Previous Post: Lesson 3: Ontology Re-Use
- Three months in, with additions from the end of the project -
Data modelling in the Semantic Web always means searching a balance between the specific use case and a community-wide standard. All vocabularies (in my experience at least) contain concepts that offer room for interpretation, which can create uncertainty – but also offers the wiggle room we sometimes need to fit our concepts into someone else’s vocabulary. Thus, it cannot hurt to explain the specific use one makes of these vocabularies. This pertains to the use of single concepts as well as to how these concepts are used in combination with others to express a specific content. For example: Using FRBRoo (or, by now: LRMoo) concepts does not mean all the necessary documentation is actually already handled in the FRBRoo documentation. Oftentimes, we only use a small part of the possibilities a certain vocabulary has to offer, and this selection is not self-explanatory. SemanticKraus makes use of FRBRoo, but is far from utilising all its possibilities. For example: While using the F22 Self-Contained Expression resp. the F24 Publication Expression to model texts, it makes no use of the F1 Work at all – a class one might consider central to bibliographic information.

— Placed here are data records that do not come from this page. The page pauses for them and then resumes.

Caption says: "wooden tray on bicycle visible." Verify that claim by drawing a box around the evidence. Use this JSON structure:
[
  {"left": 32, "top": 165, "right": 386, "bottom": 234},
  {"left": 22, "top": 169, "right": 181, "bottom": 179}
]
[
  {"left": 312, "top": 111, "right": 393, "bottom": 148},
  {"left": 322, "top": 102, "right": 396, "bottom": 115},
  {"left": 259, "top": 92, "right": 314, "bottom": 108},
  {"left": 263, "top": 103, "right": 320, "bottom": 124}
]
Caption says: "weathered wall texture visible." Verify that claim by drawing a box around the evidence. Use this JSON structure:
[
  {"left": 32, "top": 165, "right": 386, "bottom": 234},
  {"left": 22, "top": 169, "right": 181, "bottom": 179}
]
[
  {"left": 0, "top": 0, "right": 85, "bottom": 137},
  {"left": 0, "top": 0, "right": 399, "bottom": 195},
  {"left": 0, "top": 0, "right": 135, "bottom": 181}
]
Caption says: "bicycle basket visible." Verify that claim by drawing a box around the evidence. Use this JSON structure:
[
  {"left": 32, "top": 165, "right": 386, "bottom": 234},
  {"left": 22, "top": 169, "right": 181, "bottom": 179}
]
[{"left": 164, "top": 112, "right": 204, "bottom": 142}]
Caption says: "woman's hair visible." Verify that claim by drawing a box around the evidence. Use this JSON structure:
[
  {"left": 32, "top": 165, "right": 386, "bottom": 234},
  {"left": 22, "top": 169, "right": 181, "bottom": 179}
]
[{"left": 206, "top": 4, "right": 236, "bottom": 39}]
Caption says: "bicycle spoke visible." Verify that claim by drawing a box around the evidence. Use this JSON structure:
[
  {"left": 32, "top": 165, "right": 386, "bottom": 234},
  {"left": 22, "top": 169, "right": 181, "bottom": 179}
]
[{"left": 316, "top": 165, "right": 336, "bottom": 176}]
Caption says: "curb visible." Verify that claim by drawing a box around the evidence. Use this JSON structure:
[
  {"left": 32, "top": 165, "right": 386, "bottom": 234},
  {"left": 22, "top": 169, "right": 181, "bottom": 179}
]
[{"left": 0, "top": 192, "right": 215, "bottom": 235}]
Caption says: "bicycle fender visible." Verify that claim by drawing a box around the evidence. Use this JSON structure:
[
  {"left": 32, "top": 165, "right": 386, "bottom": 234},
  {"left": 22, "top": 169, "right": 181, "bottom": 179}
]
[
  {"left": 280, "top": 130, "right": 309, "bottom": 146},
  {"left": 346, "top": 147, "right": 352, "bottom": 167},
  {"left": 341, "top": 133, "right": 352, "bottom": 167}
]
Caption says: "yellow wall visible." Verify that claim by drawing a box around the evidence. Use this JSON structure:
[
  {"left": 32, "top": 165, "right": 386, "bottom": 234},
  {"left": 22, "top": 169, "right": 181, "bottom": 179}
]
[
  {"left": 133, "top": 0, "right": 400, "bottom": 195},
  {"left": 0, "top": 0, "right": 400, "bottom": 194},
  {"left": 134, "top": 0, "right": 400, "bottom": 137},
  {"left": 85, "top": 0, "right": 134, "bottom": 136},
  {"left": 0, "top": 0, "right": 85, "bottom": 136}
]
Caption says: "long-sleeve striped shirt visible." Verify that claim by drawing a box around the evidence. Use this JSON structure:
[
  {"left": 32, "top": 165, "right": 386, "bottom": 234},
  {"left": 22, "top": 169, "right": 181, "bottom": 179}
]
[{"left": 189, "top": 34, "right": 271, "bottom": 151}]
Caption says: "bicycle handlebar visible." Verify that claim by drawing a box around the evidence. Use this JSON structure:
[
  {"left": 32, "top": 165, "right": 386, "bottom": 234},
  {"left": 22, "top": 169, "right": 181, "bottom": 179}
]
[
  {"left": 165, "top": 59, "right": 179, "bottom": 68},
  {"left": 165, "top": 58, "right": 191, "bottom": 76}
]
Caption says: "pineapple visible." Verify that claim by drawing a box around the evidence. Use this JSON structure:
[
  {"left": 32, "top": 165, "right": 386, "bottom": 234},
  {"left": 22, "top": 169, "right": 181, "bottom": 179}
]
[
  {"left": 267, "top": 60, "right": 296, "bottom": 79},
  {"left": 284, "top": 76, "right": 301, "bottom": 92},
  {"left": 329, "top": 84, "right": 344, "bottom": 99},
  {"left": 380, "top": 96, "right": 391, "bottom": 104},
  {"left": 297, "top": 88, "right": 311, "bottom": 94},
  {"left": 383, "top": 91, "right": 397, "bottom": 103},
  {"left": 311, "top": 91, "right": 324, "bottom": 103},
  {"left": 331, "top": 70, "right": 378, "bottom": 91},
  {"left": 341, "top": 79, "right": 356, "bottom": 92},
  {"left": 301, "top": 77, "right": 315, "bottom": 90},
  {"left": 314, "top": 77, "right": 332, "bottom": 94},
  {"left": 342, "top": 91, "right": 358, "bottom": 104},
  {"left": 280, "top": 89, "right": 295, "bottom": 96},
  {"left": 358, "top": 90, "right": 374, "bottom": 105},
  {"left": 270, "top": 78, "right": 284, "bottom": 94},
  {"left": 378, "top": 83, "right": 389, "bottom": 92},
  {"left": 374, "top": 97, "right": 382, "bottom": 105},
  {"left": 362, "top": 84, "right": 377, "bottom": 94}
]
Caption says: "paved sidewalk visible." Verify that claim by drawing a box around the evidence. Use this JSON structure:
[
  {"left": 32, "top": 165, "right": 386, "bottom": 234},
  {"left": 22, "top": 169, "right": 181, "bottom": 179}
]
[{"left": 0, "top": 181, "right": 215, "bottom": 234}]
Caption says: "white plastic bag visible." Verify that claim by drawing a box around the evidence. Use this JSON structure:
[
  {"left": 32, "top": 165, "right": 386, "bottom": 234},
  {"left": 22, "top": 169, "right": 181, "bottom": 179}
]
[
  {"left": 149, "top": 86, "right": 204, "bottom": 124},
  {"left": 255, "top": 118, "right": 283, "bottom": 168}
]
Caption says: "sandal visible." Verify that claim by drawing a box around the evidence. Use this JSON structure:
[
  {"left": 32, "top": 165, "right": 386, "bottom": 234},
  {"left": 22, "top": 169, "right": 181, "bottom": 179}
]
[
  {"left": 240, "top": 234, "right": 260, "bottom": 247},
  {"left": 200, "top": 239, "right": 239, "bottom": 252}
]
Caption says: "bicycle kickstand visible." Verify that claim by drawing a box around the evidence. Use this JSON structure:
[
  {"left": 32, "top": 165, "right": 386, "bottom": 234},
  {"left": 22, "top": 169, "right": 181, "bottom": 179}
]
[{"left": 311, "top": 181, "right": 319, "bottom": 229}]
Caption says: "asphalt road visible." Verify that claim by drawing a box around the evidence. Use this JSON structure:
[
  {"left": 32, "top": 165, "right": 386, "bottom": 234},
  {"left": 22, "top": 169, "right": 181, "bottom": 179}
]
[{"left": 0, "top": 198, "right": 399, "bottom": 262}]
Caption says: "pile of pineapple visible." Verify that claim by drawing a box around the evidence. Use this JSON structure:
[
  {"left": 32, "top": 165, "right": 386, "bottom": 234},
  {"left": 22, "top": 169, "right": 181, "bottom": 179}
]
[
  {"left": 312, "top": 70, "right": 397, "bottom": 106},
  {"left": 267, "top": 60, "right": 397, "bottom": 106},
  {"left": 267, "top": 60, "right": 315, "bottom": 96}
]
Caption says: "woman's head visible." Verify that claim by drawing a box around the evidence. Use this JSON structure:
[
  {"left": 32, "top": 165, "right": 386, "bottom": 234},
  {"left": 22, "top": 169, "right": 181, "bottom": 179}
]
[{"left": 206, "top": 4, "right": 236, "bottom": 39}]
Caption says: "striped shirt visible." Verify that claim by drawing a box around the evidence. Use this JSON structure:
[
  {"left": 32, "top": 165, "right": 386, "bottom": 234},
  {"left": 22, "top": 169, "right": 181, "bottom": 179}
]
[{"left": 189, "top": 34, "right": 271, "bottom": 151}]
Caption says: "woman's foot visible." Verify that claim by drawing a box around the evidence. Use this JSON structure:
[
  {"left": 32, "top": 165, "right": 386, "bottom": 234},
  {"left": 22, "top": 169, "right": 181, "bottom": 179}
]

SemanticKraus also uses classes from CIDOC CRM, but only a small set; some of them are rather broad terms that are used in a slightly narrower sense, which might in some cases warrant the creation of a custom subclass – a practice that we did not pursue, because our ambition was to create an ontology consisting entirely of reused classes.
These and other project-specific idiosyncrasies create the need for documenting project ontologies even if all classes are re-used from other vocabularies.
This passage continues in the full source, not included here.